Italo Calvino’nun Atalaramız üçlemesinin ikinci romanıdır Ağaca Tüneyen Baron. İlki İkiye Bölünen Vikont’tu. Bunu daha önce okuyup hakkında bir yazı da yazmıştım. Henüz üçüncü roman olan Varolmayan Şövalye’yi okumadım. Sırada o var.

İlk iki roman hakkında ilkini daha çok sevdiğini söyleyenlere de rastladım ikinciyi de. Ben her ikisini de aynı ölçüde sevdim. İkiye Bölünen Vikont oldukça şaşırtıcıydı. İsmine bakarak bir vikontun bir şekilde ikiye bölüneceğini tahmin etmek zor değil tabii ama bunun sembolik mi olacağı yoksa gerçekten mi ikiye bölüneceği elbette ki işin sürprizi. Sonra nasıl bölüneceği, bölününce ne olacağı vs. hepsi birer muamma. İşin ucunda Calvino da olunca ortada bir yeme de yanında yat hikayesi olduğu kesindi ve öyle de olmuştu benim için. Şaşırtıcı ve eğlenceli bir hikayeyi birçok felsefi, sosyolojik, psikolojik yaklaşımlarla harmanlayıp bir ziyafet halinde sunmuştu Calvino okuyucuya. Bir önceki yazımda bunlardan uzun uzun söz etmiştim.

Diğer taraftan Ağaca Tüneyen Baron mesaj kaygısı taşımaktan çok keyifli bir hikaye olarak çıkıyor karşımıza. Bu hikayenin isminden de bir baronun ağaç üstünde geçen hikayesiyle karşılaşacağımızı tahmin etmek zor değil. Bu nedenle hikayenin gerçekten de o şekilde ilerlediğini burada belirtmek ipucu vermek sayılmaz. Calvino bu basit ama bir o kadar da yaratıcı çıkış noktasını almış kendi zekasını, edebi yeteneğini ve mizah anlayışını işin içine katarak yine tadından yenmeyecek bir hikaye çıkarmış ortaya. Bazen gayet yumuşak, sakin, dingin, insanın ruhunu dinlendirici bir şekilde ilerleyen hikaye kimi zaman hızlanıyor, heyecanlanıyor ve sonunu merak ettirici bir hal alıyor. Vahşi hayvanlar, korsanlar, askerler, savaş, devrim, hastalık, ölüm derken hepsinden daha zor, daha acımasız, daha umut kırıcı bir aşk da giriveriyor işin içine. Bu tarz hikayelerden hoşlananlar için de bütün bunlar gayet cezbedici unsurlar.

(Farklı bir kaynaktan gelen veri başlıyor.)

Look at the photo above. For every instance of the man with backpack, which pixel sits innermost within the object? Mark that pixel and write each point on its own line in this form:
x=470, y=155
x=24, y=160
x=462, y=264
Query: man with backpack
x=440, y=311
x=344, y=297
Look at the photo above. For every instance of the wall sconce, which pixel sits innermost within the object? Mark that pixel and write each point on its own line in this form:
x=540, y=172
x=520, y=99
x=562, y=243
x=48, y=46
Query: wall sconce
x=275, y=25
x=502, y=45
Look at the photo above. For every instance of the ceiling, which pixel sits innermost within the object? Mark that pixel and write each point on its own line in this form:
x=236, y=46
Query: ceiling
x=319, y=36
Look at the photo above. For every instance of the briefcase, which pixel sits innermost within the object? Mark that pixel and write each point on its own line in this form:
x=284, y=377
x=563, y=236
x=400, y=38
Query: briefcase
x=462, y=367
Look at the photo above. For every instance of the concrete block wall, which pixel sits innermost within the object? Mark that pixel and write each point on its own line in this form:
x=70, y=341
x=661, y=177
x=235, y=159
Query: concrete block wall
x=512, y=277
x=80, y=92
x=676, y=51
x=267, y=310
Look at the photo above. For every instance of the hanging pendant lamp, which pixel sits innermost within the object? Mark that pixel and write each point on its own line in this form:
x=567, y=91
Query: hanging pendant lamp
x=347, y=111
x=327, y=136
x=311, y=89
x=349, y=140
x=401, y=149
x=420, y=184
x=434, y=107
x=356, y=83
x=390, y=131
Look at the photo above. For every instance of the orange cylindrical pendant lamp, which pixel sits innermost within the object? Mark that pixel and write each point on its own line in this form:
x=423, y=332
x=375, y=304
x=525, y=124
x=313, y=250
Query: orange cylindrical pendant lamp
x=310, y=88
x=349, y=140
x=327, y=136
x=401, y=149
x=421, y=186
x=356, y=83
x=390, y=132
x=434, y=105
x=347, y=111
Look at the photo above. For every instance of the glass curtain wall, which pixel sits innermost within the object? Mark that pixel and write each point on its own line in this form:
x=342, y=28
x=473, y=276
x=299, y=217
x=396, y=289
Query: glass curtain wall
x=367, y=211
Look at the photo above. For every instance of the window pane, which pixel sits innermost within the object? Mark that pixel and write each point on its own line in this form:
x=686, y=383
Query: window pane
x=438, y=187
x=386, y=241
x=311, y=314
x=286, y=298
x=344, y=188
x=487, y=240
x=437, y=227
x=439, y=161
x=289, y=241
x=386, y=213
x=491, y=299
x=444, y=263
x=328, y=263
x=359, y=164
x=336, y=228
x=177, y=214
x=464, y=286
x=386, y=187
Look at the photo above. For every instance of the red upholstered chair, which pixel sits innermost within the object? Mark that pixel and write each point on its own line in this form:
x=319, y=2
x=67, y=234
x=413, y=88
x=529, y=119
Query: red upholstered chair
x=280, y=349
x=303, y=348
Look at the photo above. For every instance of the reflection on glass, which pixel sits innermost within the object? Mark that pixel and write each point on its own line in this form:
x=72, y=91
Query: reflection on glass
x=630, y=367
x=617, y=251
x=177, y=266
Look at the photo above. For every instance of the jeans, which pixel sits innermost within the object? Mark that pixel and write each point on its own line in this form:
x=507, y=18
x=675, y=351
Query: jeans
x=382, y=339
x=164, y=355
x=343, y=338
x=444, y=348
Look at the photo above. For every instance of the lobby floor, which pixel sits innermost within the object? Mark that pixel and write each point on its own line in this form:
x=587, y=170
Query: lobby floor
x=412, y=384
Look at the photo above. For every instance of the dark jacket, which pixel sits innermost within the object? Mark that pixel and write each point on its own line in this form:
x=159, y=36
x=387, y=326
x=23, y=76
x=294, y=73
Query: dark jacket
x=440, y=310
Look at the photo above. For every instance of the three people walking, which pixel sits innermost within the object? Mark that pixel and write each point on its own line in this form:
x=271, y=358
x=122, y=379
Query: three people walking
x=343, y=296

Bu arada yanlış anlaşılmasın, mesaj kaygısı taşımıyor demiş değilim. Sadece kafa yormadan eğlence amaçlı da okunabilir anlamında öyle söyledim. Yoksa bir insanın ağaçta yaşamayı tercih etmesiyle bile toplumsal kalıplara karşı çıkışın bir yansımasını görüyoruz. Cosimo’nun toplum, ahlak, din, devlet, askerlik, savaş, aşk vs. gibi birçok konuda üzerinde düşünülmeye değer düşünce, davranış ve sözleri de hikayenin orasına burasına serpiştirilmiş durumda. Ben özellikle sonlara doğru Rus subayla olan konuşmasından çok etkilendim.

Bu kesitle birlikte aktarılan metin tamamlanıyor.